This sounds a tiny bit silly to my own ears, but I have come to realize that the biggest problem with my no-longer-employed-fulltime life is that I'm lonely! I send my husband and son off in the morning and I have enough of a routine that I usually stay marching through things up until lunchtime, but from about 12:30 until my son's bus brings him back at 3:30, I really struggle with loneliness!
I'm pretty sure this is a self-induced injury. After all, I know there are tons of other people out there out of work, so it's not like there is no one I can call. Or for that matter, there are probably many at work who wouldn't mind my call. But somehow, I feel that I've lost the art of the casual, friendly call to chat. I am reminded of the scene in one of the last episodes of The West Wing where the character C.J. Craig opines that she has missed the window for buildng a relationship. I have that significant relationship, but I feel as though I've forgotten how to have or be a friend. There were so many years where fulfilling my obligations as employee, wife and mother consumed all my time that I got out of practice at just being a friend.
A friend of mine who called me the other day suggested that I take on some sort of volunteer activity while I'm unemployed. My first reaction was not enthusiastic. I believe strongly in volunteering and have done so in many capapacities over the years, but my first reaction was that volunteering never seems to actually be free. There always seem to be meetings where you are expected to buy your breakfast or lunch, or things where you need to drive all over town burning your gas, or something like that. And right now we are watching pennies that closely.
But upon further reflection, I think Ann (the friend on the phone) may have been onto something. I saw the other day that our church is sending a group of workers to an inner city soup kitchen to work the lunch shift every Friday for Lent. I'm thinking I may try to go join that effort. I figure it would have the double benefit of getting me out interacting with humans AND reminding me that I'm really not that bad off. And obviously, the work would be worthwhile. I also figure if a group is carpooling down there, the financial cost to me to participate really would be darned close to zero!
I haven't posted in a while, I know. I think it is safe to say that for a while there I put too much pressure on myself to write something really, really good and worthwhile, and thus ended up blocked from writing at all. I still hope to raise the bar and make this less a personal journal and more a collection of essays and reflections worthy of publishing. But in the interim, I think writing is healthier than not writing.
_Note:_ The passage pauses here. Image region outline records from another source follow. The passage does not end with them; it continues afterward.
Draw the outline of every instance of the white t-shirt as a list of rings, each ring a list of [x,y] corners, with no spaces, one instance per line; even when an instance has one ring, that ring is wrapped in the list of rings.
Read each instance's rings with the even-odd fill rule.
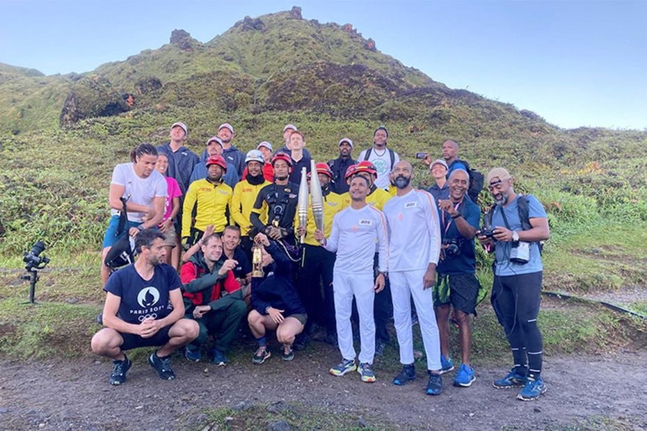
[[[384,204],[389,231],[389,270],[426,269],[438,263],[440,224],[431,193],[412,190]]]
[[[360,156],[357,158],[358,163],[364,160],[367,151],[368,150],[365,149],[360,153]],[[397,152],[393,152],[393,166],[394,166],[397,163],[400,161],[400,156],[398,156]],[[391,155],[389,154],[389,149],[385,147],[382,151],[377,151],[374,147],[372,147],[369,161],[375,165],[375,169],[378,171],[378,178],[375,180],[375,185],[380,188],[388,190],[390,184],[389,182],[389,174],[391,172],[391,170],[393,169],[393,166],[391,165]]]
[[[111,184],[123,186],[122,197],[128,198],[128,202],[147,206],[152,206],[153,198],[166,197],[166,180],[157,170],[147,178],[141,178],[135,173],[133,163],[121,163],[115,166],[112,172]],[[118,216],[120,211],[111,209],[113,216]],[[141,222],[145,213],[128,212],[128,220]]]
[[[335,271],[346,274],[373,273],[375,243],[378,243],[378,267],[387,270],[388,236],[384,214],[372,205],[361,209],[349,206],[333,218],[326,249],[337,252]]]

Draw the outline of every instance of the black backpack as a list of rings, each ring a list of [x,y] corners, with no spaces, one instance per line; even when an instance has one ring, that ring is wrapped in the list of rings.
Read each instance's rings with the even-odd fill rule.
[[[485,182],[485,178],[480,172],[470,168],[470,163],[460,158],[456,158],[452,162],[447,172],[451,172],[452,167],[456,163],[461,163],[465,165],[465,169],[468,171],[468,174],[470,175],[470,188],[468,189],[468,196],[470,197],[472,202],[477,203],[479,194],[481,193],[481,190],[483,190],[483,184]]]

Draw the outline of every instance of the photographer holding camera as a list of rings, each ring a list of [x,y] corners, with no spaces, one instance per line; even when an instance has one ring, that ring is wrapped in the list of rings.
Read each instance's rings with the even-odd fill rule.
[[[543,270],[539,241],[548,238],[548,220],[536,198],[515,193],[505,169],[490,170],[487,185],[496,205],[490,210],[491,224],[484,223],[478,238],[489,251],[495,248],[492,307],[514,359],[514,368],[493,384],[523,387],[517,398],[535,400],[546,391],[541,377],[543,344],[537,315]]]
[[[452,172],[448,181],[449,198],[438,201],[442,238],[438,277],[433,288],[433,304],[440,334],[440,372],[454,369],[449,357],[449,311],[458,325],[462,364],[454,385],[468,387],[476,380],[470,363],[472,320],[476,315],[481,285],[474,274],[477,260],[474,237],[481,220],[481,209],[468,196],[470,175],[463,169]]]

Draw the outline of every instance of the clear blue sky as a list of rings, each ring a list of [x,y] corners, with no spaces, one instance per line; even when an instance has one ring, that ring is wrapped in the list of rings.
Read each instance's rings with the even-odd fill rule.
[[[245,15],[301,6],[453,88],[566,128],[647,129],[647,1],[3,0],[0,62],[83,72],[168,42],[207,42]]]

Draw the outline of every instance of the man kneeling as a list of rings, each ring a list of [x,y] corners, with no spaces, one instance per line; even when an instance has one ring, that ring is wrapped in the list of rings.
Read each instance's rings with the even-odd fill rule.
[[[161,345],[148,357],[148,363],[159,378],[175,378],[169,363],[170,355],[198,333],[195,322],[182,318],[182,283],[175,270],[163,263],[164,235],[144,229],[135,237],[135,248],[139,254],[137,261],[111,275],[104,286],[107,293],[103,311],[106,327],[92,338],[93,352],[113,360],[111,384],[126,381],[132,363],[124,352],[138,347]]]
[[[220,236],[209,235],[200,243],[202,252],[191,256],[180,270],[186,316],[200,325],[200,334],[186,346],[186,356],[189,361],[199,361],[200,350],[211,334],[215,341],[211,353],[214,364],[220,366],[227,364],[225,353],[245,317],[247,304],[232,272],[238,262],[219,260],[223,254]]]

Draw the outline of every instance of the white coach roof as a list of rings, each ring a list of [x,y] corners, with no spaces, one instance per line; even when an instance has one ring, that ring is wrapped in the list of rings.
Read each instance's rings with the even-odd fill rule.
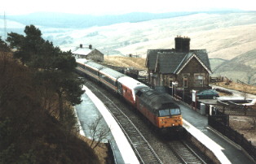
[[[119,81],[123,85],[126,85],[129,88],[133,88],[133,89],[137,88],[148,87],[144,84],[140,83],[139,81],[129,76],[120,77],[117,80],[117,81]]]

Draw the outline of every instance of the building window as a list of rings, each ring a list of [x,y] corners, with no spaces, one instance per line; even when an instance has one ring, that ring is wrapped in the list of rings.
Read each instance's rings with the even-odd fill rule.
[[[203,87],[204,86],[204,74],[195,74],[194,75],[194,87]]]
[[[169,88],[172,88],[174,79],[172,77],[169,77]]]
[[[188,88],[188,76],[183,76],[183,88]]]

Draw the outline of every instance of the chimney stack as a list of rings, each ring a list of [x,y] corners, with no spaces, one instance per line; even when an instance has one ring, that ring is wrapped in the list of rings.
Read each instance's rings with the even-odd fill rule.
[[[175,51],[188,53],[190,50],[190,38],[177,36],[175,37]]]

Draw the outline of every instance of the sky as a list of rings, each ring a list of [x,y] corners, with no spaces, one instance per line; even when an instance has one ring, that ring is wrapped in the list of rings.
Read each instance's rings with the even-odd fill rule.
[[[164,13],[223,9],[256,11],[254,0],[2,0],[0,15],[62,12],[118,15],[130,12]]]

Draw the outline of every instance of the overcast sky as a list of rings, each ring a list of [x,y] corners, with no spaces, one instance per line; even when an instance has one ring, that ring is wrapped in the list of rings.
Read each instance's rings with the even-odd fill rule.
[[[2,0],[0,15],[64,12],[89,15],[129,12],[195,11],[222,9],[256,11],[255,0]]]

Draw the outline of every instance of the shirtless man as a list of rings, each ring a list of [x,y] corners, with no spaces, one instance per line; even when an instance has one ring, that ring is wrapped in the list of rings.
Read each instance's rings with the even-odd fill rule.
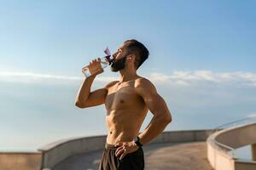
[[[154,84],[137,74],[137,68],[148,57],[144,45],[137,40],[127,40],[113,57],[111,70],[119,71],[119,81],[90,92],[96,76],[103,72],[99,59],[92,60],[90,66],[96,73],[83,82],[75,105],[87,108],[105,104],[108,133],[100,170],[143,169],[142,146],[165,129],[172,116]],[[140,133],[148,110],[154,116]]]

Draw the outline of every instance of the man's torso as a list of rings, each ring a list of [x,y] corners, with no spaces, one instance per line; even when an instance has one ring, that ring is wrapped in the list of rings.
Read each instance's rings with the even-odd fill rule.
[[[136,90],[137,81],[118,82],[108,88],[105,107],[108,128],[107,143],[130,142],[140,130],[148,110],[143,99]]]

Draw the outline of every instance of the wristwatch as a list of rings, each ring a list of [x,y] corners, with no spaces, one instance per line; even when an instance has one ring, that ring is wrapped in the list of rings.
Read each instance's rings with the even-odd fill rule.
[[[137,146],[139,146],[139,147],[143,146],[143,144],[140,143],[140,138],[138,136],[135,137],[133,139],[133,141]]]

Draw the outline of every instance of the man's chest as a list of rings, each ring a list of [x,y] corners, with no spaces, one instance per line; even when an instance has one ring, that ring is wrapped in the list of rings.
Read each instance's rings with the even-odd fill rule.
[[[107,110],[124,109],[138,105],[141,97],[133,87],[112,88],[108,89],[105,107]]]

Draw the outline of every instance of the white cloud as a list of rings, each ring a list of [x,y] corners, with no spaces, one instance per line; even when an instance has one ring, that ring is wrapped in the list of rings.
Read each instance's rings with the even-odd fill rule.
[[[56,82],[61,81],[81,81],[81,76],[68,76],[54,74],[40,74],[34,72],[0,71],[0,81],[36,82]],[[117,76],[96,76],[96,81],[108,82],[118,80]],[[196,83],[210,82],[218,84],[232,83],[237,85],[250,85],[256,87],[256,73],[253,72],[213,72],[211,71],[176,71],[170,74],[152,72],[148,79],[159,83],[171,83],[178,86],[189,86]]]
[[[15,72],[15,71],[0,71],[0,81],[3,82],[73,82],[83,80],[81,76],[69,76],[63,75],[54,74],[40,74],[34,72]],[[118,77],[113,76],[96,76],[96,81],[102,82],[108,82],[117,80]]]
[[[150,78],[154,82],[171,82],[177,85],[191,85],[197,82],[239,83],[256,87],[256,73],[212,72],[211,71],[173,71],[171,74],[154,72]]]
[[[253,118],[256,118],[256,112],[255,113],[251,113],[247,116],[247,117],[251,118],[251,117],[253,117]]]

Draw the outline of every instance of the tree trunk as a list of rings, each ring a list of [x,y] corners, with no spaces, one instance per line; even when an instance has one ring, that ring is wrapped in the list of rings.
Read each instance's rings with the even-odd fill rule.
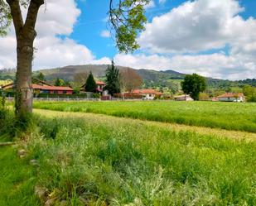
[[[27,115],[32,112],[31,66],[33,41],[36,35],[33,36],[31,36],[32,38],[27,38],[26,35],[21,35],[17,40],[16,85],[16,113],[17,117]],[[23,36],[26,36],[26,38],[23,38]]]
[[[44,0],[31,0],[25,23],[23,22],[19,0],[6,0],[10,6],[17,37],[17,85],[16,115],[20,120],[26,119],[32,112],[31,72],[33,43],[36,36],[35,26],[39,7]]]

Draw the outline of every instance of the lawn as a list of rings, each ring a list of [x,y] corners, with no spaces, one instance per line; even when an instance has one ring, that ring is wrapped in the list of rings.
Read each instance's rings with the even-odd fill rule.
[[[35,110],[37,184],[68,205],[255,205],[256,143],[165,123]],[[57,203],[56,203],[57,204]]]
[[[256,103],[212,102],[36,102],[35,108],[256,132]]]
[[[34,194],[36,177],[31,165],[21,160],[12,146],[0,147],[0,205],[40,205]]]
[[[193,105],[208,105],[205,113],[217,105],[229,108],[229,113],[236,107],[243,109],[241,113],[247,119],[244,113],[254,111],[254,104],[99,102],[35,105],[43,103],[69,111],[87,105],[87,108],[106,108],[109,113],[34,109],[33,125],[17,147],[25,148],[25,158],[17,156],[16,147],[0,148],[0,205],[40,204],[35,197],[36,186],[46,192],[44,201],[63,206],[256,205],[255,133],[162,122],[162,119],[118,117],[110,113],[118,106],[121,111],[125,108],[131,111],[134,105],[139,105],[144,113],[152,105],[167,111],[167,106],[172,108],[169,111],[176,107],[178,111],[177,103],[181,103],[189,113]],[[11,114],[9,111],[3,116],[6,129],[0,129],[3,133],[13,127]],[[8,136],[3,137],[2,141],[8,140]],[[36,165],[31,165],[31,160],[36,160]]]

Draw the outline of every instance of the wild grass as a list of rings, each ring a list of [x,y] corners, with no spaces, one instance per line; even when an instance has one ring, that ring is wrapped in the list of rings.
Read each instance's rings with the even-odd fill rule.
[[[40,113],[41,136],[35,134],[28,150],[40,165],[36,184],[56,201],[256,204],[255,141],[175,132],[139,120]]]
[[[1,206],[40,205],[34,195],[33,169],[10,146],[0,147],[0,180]]]
[[[212,102],[36,102],[35,108],[82,112],[256,132],[256,103]]]

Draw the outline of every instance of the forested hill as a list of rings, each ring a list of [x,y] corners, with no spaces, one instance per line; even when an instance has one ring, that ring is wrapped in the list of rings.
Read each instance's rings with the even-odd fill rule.
[[[120,70],[126,67],[118,66]],[[76,74],[93,72],[95,78],[104,79],[107,65],[69,65],[61,68],[41,69],[34,72],[34,74],[41,72],[47,80],[53,80],[56,78],[72,81]],[[136,69],[144,80],[145,87],[173,87],[178,86],[183,79],[185,74],[174,70],[157,71],[152,69]],[[15,69],[0,70],[0,80],[14,79]],[[244,84],[250,84],[256,87],[256,79],[245,79],[240,81],[229,81],[206,78],[209,88],[225,89],[227,87],[242,87]]]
My 84-year old mother had a cataract removed earlier this week. The surgery was blissfully uneventful and she is recovering nicely, but surgery day did start with some drama. She was due at the surgery center at 7:00, so I went and stayed the night with her and my sister. We got up that morning and walked out the door at 6:30. I wanted to grab a pencil out of my car for use on crossword puzzles in the waiting room. As I sat in my car sifting through the collection of writing instruments, I thought I heard my sister yell. But I sort of doubted my own ears. After all, it was 6:30 a.m. What's to yell about?
I got out of the car and immediately saw the answer. She was kneeling by my mother on the ground. Mom had somehow fallen on the short was from the front porch to the carport where my sister's car was waiting. She hit her head pretty hard, and her glasses were forced into her right eye with enough force that it opened a gouge on her eyelid. Of course, the eye she landed on was the one she was scheduled to have surgery on. We got her into the car and drove to the surgery center, all three silently fearing that they would cancel the surgery.
As we got out of the car we realized she had scraped up her hands pretty badly in the fall, too. We signed her in and explained the situation. The nurses there were very kind, and immediately took us to an examining room where one of them cleaned up her scraped hands and put gauze bandages on them. She expressed doubt about whether the doctor would want to go on with the surgery, too. But as soon as he arrived in the building they sent him in, and after looking at her eyelid he said, "Sure, we can still do it. And if she gets a little black and blue around the eye, we can blame it on the fall instead of on me this time."
We were very relieved, and as I said, the surgery went like clockwork after that. She has been back to him for her first post-operative exam already, and she goes again next week. My sister tells me the bruises have bloomed into full technicolor glory, but there is obviously no real harm done.
I must say, it feels good to be writing again!